Sri Lanka earned international plaudits for its handling of COVID-19. The recent spurt in infections must not be allowed to compromise the head start, which together with an assured period of political stability, can encourage more investment, create jobs, and boost growth.
Thus, although as elsewhere, an economic contraction in 2020 seems almost inevitable, a sharp V-shaped recovery thereafter is also a very real possibility. In the IPS State of the Economy 2020 report it says that so far, the crisis-fighting economic stimulus package leans lopsidedly on monetary policy.
Credit growth to the private sector remains sluggish at 5.2% as of August 2020; this is to be expected with depressed labour markets and lower household spending as they smoothen consumption behaviour owing to economic uncertainty.
While the government has shown creditable political determination to curb spending, Sri Lanka can no longer be a low tax and low spend economy. As its population ages and growth in the labour force slows, Sri Lanka must rely on a skilled workforce and adequate infrastructure to compete with technology-driven growth as an aspiring upper-middle-income country.

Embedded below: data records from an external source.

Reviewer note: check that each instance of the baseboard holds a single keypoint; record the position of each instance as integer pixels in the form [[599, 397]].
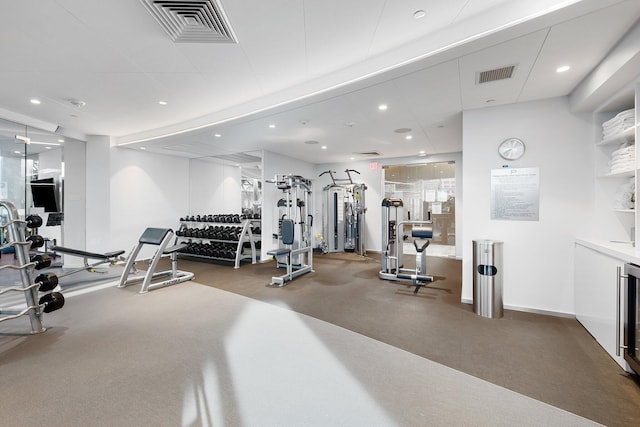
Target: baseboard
[[530, 310]]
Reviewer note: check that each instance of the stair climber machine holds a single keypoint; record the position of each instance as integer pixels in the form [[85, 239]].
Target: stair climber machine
[[295, 252], [393, 235], [343, 219]]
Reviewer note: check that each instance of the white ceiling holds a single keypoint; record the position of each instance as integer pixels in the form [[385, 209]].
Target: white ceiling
[[316, 69]]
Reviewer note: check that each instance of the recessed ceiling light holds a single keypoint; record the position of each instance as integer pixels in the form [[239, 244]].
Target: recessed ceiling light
[[77, 103]]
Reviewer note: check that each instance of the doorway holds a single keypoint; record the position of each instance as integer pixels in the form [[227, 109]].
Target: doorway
[[428, 192]]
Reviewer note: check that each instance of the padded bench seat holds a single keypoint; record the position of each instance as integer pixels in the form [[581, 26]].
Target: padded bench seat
[[85, 254], [278, 252]]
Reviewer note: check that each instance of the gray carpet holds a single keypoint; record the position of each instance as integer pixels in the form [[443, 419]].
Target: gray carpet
[[193, 355], [552, 359]]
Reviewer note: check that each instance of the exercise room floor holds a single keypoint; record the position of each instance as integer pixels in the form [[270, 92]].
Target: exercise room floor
[[551, 359]]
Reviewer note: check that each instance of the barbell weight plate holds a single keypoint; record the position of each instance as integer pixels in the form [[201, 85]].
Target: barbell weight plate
[[48, 282], [52, 302]]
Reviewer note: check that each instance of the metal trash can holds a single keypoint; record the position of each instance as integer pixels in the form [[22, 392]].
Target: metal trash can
[[487, 278]]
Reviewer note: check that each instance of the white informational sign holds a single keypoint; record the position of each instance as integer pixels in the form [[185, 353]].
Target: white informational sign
[[515, 194]]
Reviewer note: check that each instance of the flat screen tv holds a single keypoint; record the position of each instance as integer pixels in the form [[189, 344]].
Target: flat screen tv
[[43, 192]]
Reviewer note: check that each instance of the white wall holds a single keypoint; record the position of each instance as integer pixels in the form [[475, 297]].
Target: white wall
[[98, 194], [214, 188], [276, 164], [75, 191], [538, 256], [147, 190]]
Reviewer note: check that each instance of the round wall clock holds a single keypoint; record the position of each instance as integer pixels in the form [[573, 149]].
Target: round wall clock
[[511, 149]]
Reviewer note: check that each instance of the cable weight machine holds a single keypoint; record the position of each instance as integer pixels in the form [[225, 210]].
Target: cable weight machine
[[294, 252], [343, 219], [393, 229]]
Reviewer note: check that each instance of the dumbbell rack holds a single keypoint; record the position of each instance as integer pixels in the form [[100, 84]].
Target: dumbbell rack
[[245, 235], [21, 244]]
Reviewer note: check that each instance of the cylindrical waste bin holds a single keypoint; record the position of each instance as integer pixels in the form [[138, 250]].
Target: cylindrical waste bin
[[487, 278]]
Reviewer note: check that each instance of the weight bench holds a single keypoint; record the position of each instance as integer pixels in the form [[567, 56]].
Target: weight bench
[[158, 237], [287, 229], [110, 258], [419, 276]]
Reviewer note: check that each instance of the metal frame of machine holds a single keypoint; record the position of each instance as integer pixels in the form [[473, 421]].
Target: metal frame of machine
[[343, 218], [392, 240], [294, 228]]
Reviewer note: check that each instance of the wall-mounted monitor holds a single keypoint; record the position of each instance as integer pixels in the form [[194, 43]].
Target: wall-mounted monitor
[[43, 192]]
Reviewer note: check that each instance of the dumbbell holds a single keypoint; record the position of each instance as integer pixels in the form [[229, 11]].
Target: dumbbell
[[47, 282], [51, 302], [41, 261], [36, 241]]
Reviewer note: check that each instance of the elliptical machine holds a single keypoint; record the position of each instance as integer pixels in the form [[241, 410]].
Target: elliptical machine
[[392, 245]]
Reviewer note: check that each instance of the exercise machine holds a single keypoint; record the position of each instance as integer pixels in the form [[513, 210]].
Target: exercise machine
[[393, 236], [294, 252], [159, 237], [26, 264], [343, 219]]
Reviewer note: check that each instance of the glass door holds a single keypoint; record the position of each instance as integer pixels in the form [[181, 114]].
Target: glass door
[[428, 193]]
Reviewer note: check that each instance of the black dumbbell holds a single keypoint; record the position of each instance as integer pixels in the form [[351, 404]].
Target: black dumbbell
[[48, 282], [51, 302], [41, 261]]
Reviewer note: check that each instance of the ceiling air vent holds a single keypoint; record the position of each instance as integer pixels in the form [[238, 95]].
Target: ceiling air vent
[[239, 158], [368, 153], [495, 74], [192, 21]]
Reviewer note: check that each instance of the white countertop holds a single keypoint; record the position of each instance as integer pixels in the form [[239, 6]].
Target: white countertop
[[614, 248]]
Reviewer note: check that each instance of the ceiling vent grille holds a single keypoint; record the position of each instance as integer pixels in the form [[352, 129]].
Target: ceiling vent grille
[[239, 158], [495, 74], [192, 21]]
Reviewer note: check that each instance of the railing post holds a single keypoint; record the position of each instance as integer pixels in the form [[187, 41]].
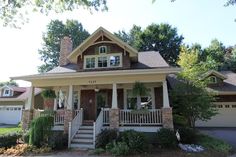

Beyond the short-term, restricting trade is also self-defeating. While curbs on motor vehicle imports to deter non-essential expenditures at this point are reasonable, external sector pressures will need to be addressed directly over time.
For Sri Lanka, a high 68% of the workforce in informal employment and only 29% of the country’s workforce covered by social protection, elevate the risks of widening existing income disparities.
Only 23% of Sri Lankan households own either a desktop or a laptop computer, limiting options to work from home or access alternative means of education. Thus, enacting an effective economic recovery is vital to swiftly close the gap between pre and post-COVID-19 output losses – and hence, of incomes and standards of living.